Une précision préalable : mon exposé n'exprimait pas une opinion personnelle, mais retranscrivait l'avis de l'Académie mentionné dans les documents que j'ai cités, qui ont été adoptés en assemblée générale à l'unanimité.
S'agissant des sciences humaines et sociales, elles relèvent, au sein de l'Institut de France, de l'Académie des sciences morales et politiques. L'Académie des sciences n'a pas compétence pour intervenir dans ce domaine.
Concernant la situation des jeunes chercheurs à l'étranger, il faut prendre en considération qu'il y a toujours eu des flux croisés dans la recherche internationale, les personnes changeant de pays pour une raison ou pour une autre. Le jour où je verrai un professeur de cinquante ans démissionner de l'EPFL pour prendre un poste en France, non pas pour des motifs personnels comme un divorce, mais pour poursuivre une recherche, j'estimerai que la situation est redevenu favorable.
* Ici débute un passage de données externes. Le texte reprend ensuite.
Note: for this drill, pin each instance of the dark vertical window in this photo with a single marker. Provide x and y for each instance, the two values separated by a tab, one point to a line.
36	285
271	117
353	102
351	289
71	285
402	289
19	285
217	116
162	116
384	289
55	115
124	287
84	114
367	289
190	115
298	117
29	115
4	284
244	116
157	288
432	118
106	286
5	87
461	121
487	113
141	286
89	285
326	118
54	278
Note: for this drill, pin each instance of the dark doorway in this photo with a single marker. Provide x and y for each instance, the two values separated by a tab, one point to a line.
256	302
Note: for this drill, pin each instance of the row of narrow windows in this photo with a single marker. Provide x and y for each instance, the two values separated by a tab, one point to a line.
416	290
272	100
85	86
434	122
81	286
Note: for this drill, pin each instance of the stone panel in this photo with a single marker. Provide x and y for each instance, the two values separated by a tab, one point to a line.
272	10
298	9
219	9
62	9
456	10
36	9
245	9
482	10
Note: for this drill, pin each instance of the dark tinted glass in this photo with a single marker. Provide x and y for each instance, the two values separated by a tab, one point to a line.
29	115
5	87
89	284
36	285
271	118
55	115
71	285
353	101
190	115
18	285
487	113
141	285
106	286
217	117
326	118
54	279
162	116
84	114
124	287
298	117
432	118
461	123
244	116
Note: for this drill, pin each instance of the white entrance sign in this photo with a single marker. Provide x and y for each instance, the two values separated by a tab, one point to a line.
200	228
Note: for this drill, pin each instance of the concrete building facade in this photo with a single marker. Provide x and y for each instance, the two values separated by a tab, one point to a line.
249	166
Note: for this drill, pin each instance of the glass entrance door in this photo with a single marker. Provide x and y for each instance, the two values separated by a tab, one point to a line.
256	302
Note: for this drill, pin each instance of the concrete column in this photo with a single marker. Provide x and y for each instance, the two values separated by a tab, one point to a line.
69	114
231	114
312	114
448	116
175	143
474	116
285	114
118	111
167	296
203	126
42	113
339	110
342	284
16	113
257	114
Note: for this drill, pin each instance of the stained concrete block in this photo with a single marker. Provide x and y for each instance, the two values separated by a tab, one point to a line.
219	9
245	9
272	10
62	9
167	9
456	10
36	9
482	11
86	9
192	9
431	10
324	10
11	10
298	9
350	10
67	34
La France a fourni à l'EPFL, en chimie, ses deux derniers professeurs « ordinaires », comme l'on dit en Suisse, de cinquante ans, mais aucun professeur en chimie de l'EPFL n'a démissionné pour venir occuper une position dans une université française ou au CNRS. Je crois que l'inquiétude de mes confrères de l'Académie des sciences vient de ce qu'ils sentent bien qu'on n'a pas atteint ce genre d'équilibre. Il faut en particulier prêter attention aux talents dans la tranche d'âge 35, 40, 50 ans, qui regroupent des brillants jeunes chercheurs et ce qu'on appelle des jeunes seniors, et qui sont essentiels à la recherche.
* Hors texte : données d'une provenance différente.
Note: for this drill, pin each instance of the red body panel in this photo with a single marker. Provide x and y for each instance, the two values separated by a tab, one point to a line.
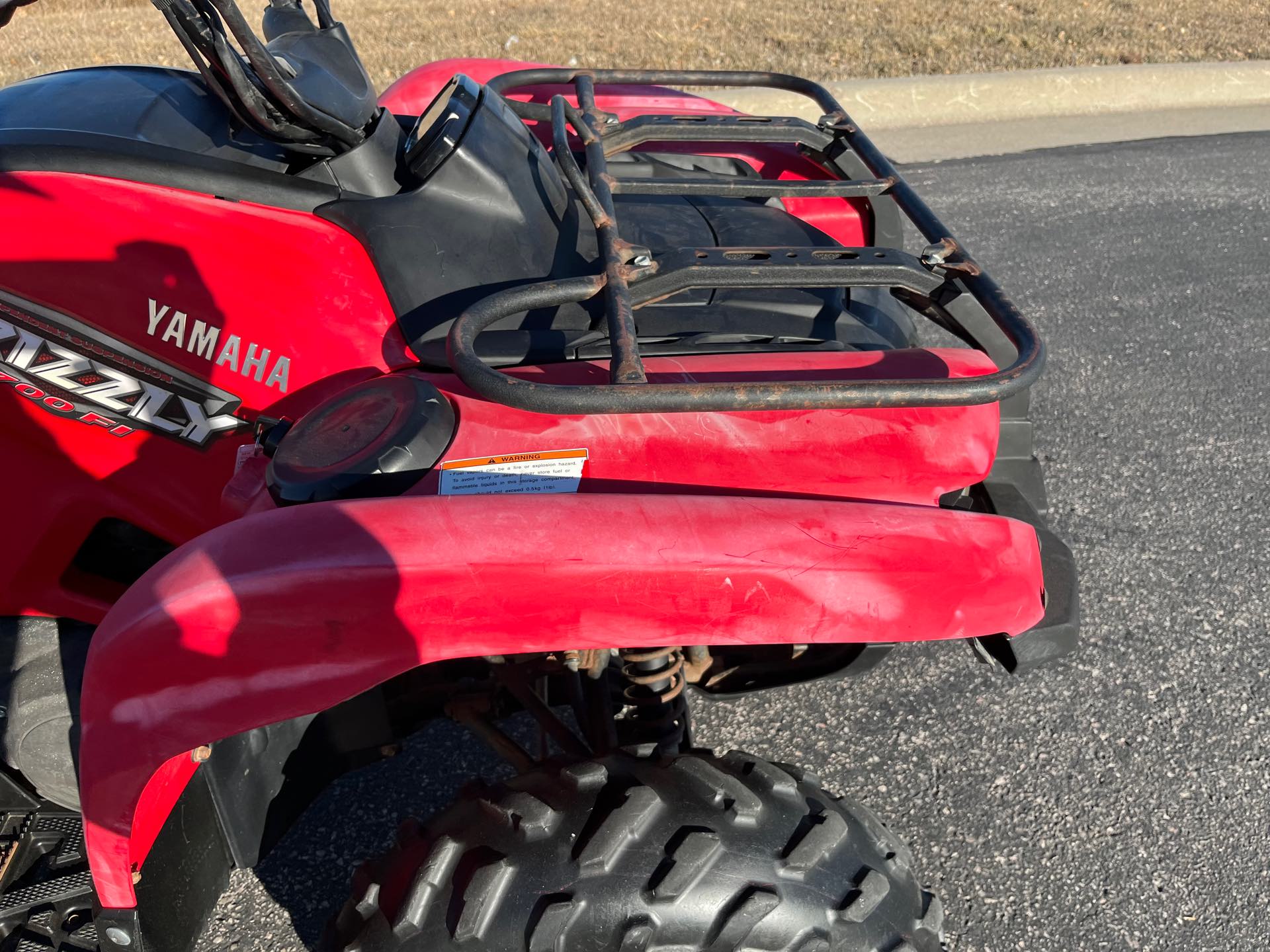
676	532
198	649
101	251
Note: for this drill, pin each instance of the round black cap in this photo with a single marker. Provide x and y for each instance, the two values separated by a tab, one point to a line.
378	438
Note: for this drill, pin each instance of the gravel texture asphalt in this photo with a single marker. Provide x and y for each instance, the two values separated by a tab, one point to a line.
1118	800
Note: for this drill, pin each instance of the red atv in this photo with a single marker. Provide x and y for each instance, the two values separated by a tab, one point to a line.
515	390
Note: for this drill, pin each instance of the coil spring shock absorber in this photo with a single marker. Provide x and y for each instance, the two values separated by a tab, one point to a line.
653	694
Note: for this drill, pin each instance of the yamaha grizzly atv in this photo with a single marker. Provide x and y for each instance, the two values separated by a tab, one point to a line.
517	390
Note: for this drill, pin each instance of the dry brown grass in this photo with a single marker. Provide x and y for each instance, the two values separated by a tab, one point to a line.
821	38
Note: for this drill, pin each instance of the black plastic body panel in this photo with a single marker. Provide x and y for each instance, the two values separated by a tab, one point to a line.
1058	633
495	214
161	127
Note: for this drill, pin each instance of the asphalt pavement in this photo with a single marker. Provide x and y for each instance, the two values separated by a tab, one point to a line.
1118	800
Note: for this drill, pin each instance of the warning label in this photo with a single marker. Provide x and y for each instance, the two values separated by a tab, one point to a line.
549	471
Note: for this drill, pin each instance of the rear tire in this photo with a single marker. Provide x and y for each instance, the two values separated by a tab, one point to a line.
624	855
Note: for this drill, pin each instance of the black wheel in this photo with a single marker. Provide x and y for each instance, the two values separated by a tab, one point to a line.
625	855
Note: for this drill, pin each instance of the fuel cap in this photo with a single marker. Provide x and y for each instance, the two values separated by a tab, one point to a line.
378	438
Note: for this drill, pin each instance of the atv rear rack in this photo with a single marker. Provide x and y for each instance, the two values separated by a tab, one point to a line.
632	278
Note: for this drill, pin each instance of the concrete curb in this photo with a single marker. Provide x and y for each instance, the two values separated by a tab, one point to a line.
920	102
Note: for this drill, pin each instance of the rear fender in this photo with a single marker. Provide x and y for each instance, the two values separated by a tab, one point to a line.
290	612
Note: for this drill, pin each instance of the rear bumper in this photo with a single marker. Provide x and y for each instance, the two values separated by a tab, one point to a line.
1058	633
Je partage votre point de vue lorsque vous dites qu'il n'est pas raisonnable de profiter d'un flux financier pour embaucher des gens dont on pense qu'on ne les embaucherait pas au CNRS. Il y a là quelque part une irresponsabilité ; c'est une dérive interne, traduisant certains comportements, à laquelle il faut faire attention. L'éthique même des chercheurs doit les conduire à ne recruter que des personnes dont ils pensent qu'elles peuvent les remplacer.
Le budget de l'ANR a culminé vers les 850 à 900 millions d'euros, et se trouve réduit à 540 millions pour l'année prochaine. Cela correspond tout de même à une diminution de 360 millions d'euros, même si je concède que la réduction n'atteint pas la moitié.
Quant au ratio « masse salariale rapportée à la dotation d'État », sa valeur en 1960 ne tenait pas compte des financements de la recherche en provenance de l'industrie française, qui était florissante à l'époque, et sous-traitait une bonne partie de ses recherches aux laboratoires académiques. Les bons chercheurs acceptaient des contrats sur des projets ciblés en imposant une taxe de 30 % afin de disposer par ailleurs de moyens pour faire autre chose. Les industriels jouaient le jeu car ils y voyaient le moyen d'accéder à des personnes de talents.
La discussion du ratio pourrait être affinée avec des statistiques sur l'évolution des effectifs au niveau central ou au niveau régional mais ce serait entrer dans les polémiques.